Lächelnd raucht die Sphinx, und dieser

Blick gleicht dem der Mona Lisa.

Rätselhaft und unergründlich,

und der Ausdruck wechselt stündlich.

*

Selten ahn ich, was sie denkt.

Ich weiß nur, dass sie mich lenkt.

Sie pafft eine Wolke sieben,

und dann heißt es: Lieben! Lieben!

*

So beginnen, ohne Frage,

alle allerschönsten Tage.

Und ich freue mich und harre,

bis es heißt: Sie raucht Zigarre.

Debatte

  • Beitrag von Ronald B. aus . ( 1. Februar 2019 um 22:16 Uhr)
    Überhaupt keine Frage: Denkt man an Wiglaf Droste, denkt man – und um wieviel mehr frau! – ans »Lieben, Lieben« und ans Küssen, und das zuvörderst! Was wäre der Welt verlorengegangen, hätte dieser Charmeur sich, statt die Hochkultur in einer Weise zu bereichern, die den Axel-Springer- wie auch den Bastei-Lübbe-Verlag vor Neid nur erblassen lassen kann, beruflich der Kartoffelernte in den Weiten Brandenburgs verschrieben, wie es ja vielleicht auch hätte – um eine beliebte Redewendung Dietrich Bonhoeffers zu verwenden – »sein können und sollen« ... M. k. G., Ronald B., K.
  • Beitrag von Ronald B. aus . ( 2. Februar 2019 um 20:43 Uhr)
    Jedenfalls habe ich Zweifel, ob – gäbe es ihn denn – der »Platz von Gott« – im goldenen Falle des Genossen Droste nicht doch der auf dem Kartoffelacker zwingend hätte sein müssen.
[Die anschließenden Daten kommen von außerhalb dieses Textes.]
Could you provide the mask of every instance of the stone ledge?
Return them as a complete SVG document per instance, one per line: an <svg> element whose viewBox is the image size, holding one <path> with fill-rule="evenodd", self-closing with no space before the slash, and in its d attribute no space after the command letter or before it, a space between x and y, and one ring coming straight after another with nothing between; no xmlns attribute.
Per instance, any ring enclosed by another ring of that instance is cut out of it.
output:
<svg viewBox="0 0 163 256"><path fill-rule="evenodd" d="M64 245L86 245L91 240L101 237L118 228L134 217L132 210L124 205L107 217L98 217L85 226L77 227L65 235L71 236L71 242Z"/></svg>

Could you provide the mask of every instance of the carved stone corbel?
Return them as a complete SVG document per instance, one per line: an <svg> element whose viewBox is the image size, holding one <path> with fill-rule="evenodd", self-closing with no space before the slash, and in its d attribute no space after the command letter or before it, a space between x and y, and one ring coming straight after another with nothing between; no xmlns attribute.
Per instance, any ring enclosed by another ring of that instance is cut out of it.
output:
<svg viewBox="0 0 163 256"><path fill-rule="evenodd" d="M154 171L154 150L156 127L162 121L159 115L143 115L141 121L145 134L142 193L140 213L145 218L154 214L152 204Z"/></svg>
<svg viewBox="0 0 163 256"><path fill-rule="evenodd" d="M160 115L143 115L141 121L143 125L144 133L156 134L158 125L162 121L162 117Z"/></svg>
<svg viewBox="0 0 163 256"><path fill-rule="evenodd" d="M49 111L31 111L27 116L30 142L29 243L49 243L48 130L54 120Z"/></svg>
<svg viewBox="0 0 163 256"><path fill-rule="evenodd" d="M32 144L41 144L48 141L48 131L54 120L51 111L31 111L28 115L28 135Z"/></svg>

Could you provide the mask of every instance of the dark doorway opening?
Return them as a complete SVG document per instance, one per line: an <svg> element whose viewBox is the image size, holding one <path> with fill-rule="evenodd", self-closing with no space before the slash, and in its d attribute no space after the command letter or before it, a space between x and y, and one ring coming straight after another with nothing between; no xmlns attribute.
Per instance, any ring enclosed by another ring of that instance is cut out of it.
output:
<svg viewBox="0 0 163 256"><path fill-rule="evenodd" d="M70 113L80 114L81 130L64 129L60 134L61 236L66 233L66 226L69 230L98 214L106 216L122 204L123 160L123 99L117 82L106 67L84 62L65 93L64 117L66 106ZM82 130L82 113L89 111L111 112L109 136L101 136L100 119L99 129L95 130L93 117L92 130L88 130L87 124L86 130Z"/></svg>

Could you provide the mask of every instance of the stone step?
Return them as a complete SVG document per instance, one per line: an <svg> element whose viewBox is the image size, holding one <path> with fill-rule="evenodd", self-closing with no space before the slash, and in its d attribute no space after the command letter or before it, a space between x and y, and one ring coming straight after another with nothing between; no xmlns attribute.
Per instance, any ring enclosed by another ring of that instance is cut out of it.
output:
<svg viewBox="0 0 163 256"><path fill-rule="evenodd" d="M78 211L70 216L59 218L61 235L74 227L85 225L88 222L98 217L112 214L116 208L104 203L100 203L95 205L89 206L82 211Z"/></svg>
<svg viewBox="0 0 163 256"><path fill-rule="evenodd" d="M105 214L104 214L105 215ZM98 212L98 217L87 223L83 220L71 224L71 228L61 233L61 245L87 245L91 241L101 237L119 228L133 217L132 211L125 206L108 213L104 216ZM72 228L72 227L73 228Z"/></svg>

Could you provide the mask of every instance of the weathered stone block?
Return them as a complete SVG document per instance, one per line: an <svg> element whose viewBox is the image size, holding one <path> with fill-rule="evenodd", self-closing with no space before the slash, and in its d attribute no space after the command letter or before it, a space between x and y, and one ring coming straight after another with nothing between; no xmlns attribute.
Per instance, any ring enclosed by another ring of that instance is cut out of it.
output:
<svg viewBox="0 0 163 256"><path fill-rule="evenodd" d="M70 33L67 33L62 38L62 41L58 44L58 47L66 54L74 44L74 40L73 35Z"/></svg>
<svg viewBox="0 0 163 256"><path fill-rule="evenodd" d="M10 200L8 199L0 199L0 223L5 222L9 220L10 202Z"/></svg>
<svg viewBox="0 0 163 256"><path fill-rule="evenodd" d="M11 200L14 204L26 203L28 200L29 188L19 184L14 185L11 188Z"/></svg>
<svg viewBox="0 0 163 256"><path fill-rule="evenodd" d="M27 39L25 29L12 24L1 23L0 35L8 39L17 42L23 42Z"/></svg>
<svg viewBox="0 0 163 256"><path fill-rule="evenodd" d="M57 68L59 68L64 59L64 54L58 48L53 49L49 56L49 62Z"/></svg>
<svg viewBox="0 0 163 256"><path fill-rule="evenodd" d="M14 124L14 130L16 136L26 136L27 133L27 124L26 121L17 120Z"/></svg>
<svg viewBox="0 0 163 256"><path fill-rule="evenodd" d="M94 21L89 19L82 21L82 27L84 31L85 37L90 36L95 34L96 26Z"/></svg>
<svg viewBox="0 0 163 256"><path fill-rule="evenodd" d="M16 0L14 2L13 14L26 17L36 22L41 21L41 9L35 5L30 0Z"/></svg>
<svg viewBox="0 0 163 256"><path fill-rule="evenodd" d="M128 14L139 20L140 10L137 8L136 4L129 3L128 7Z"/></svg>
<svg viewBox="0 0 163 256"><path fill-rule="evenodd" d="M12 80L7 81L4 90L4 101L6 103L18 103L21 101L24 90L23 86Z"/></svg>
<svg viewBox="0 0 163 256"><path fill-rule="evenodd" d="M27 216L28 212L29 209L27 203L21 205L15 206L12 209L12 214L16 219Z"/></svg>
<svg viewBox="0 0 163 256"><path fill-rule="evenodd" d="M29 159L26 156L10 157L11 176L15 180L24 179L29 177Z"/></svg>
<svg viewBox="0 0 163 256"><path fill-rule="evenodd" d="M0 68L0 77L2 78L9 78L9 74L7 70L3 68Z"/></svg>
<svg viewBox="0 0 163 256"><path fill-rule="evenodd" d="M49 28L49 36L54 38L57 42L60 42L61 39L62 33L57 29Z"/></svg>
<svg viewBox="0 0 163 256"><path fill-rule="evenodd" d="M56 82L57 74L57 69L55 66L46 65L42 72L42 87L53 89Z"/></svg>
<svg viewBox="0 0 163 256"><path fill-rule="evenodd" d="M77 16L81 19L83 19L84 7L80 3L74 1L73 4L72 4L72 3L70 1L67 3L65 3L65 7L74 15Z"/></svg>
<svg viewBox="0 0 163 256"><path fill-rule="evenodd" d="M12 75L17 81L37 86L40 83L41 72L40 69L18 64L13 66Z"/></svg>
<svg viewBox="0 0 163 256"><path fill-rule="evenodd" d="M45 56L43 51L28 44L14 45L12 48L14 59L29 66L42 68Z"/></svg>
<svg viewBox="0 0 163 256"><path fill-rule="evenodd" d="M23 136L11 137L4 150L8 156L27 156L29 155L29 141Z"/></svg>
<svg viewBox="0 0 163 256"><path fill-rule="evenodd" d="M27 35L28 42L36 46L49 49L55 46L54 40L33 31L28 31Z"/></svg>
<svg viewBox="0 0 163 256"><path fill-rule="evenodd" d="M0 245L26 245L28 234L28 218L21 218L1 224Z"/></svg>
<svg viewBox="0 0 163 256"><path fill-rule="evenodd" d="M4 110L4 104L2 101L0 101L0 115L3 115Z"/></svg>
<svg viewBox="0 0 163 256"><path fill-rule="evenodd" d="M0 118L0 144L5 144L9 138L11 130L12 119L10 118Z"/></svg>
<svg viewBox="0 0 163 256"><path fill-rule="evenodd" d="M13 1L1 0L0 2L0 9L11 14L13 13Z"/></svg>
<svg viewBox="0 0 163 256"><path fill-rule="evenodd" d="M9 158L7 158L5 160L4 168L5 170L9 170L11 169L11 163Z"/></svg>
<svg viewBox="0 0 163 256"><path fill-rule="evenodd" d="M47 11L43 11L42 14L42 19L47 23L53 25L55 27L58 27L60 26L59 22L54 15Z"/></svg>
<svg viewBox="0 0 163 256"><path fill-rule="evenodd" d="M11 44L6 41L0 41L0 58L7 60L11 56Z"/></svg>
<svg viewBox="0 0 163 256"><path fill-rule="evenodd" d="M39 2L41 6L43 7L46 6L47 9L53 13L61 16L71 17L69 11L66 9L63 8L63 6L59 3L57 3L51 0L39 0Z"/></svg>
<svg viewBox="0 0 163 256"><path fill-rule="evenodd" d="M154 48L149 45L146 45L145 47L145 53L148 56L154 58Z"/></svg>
Was die Frauen und die Liebe angeht, die unseren immerhin denn »Heimat, was bist du doch schön!« – und eben nicht »O du schöner Westerwald!«-Dichter Droste im, scheint’s, schon Vorvorfrühling (wie mag es ihm erst im Mai ergehen?) umtreibt, mag man ihm tatsächlich brutalstmöglich vor Augen halten, was bis zum heutigen Tage wohl in lateinischer Schrift über dem Eingang des Oberstufen-Athenäums der Elbestadt Stade steht: »Bauer, dies ist ein anderes!« Schon allein wegen dieses Pfortenschmucks gehörte und gehört besagtes Gebäude explizit zum Pferdestall gemacht und alle, die darinnen sind, zu Mägden und Knechten, so jedenfalls seit meiner Jugend auf der Hauptschule fernab der besagten Kreisstadt meine wütende Phantasie ... Was nun den »linken Heimatdichter« (man beachte indes die hierbei von mir eingangs redlicherweise vorgenommene Differenzierung!) Wiglaf Droste betrifft, ist meines Erachtens freilich Hopfen und Malz verloren, jedenfalls dann, wenn die Zeiten es erfordern sollten, dass aus einer Memme ein Mann wird – in diesem Leben nicht mehr, und es ist eben dies, was einen des Typen insbesondere mit seinem Frühlingsgebaren so überdrüssig werden lässt – aber Brecht war, ehrlich gesagt, auch mehr ein Männchen als ein Mann in seiner Zeit, die dann doch anderes erfordert hätte als nur Gedanken, Theater und Worte – was das Bürgertum klarerweise nicht abhielt, ihn tatsächlich in den Himmel zu heben, wo die Front sein Platz hätte sein müssen. Drostes zumindestens vorgeblich bevorzugter Platz (ich glaube ihm indes – und das ist das Problem! – kein Wort ...) ist hingegen die Bar, das Straßencafe, der Strand – was sich je nach Standpunkt/Gefechtslage schon als ausgewiesene Dämlichkeit, wo nicht auch als Verbrechen, empfinden lässt. Wo sind Drostes finanzielle Unterstützungen für linke Widerstandsarbeit, wo ist seine Basisgruppe, wo seine praktische Solidarität mit den Armen – und, was die Frauen und die Liebe angeht, ein zarter Hinweis im Frühling auf das Summen der Bienchen wäre so was von hinreichend, mehr geradezu lächerlich. Ronald B. aus K.
  • Beitrag von Ronald B. aus . ( 2. Februar 2019 um 22:29 Uhr)
    Halt, halt, das »Männchen« Bertolt Brecht hatte – neben dem, dass viele Frauen sich angezogen fühlten, was nicht zwingend ihrem dummen Gen zuzuschreiben sein muss alleinig – in seinem für meine Belange jedenfalls Hauptwerk »Die Maßnahme« u. a. gedichtet: »Welche Medizin schmeckte zu schlecht dem Sterbenden?« – wenigstens innerlich war da einer sehr wohl an der (Klassenkampf-)Front und nichts weniger, und ohne ihn und sein Werk gänzlich pathologisieren zu wollen, wie es neueste Methode des Feindes ist: Er war es wohl gar in jedem seiner Augenblicke! Möchte schon sein, dass es unserem »Tucholsky unserer Tage«, wie manche wenn auch wohl in einem Überschwange Wiglaf Droste ja betiteln, zwar anders ergeht, aber nicht wesentlich anders als »dem armen B. B. von hinter den Tannen«, ich kann es so genau nicht wissen, und es heißt von dem römischen Komödiendichter von vor über 2000 Jahren: »Über sein Können ist niemand verpflichtet!« bzw.: »Ich bin Mensch, also ist mir nichts Menschliches fremd!« Ronald B. aus K.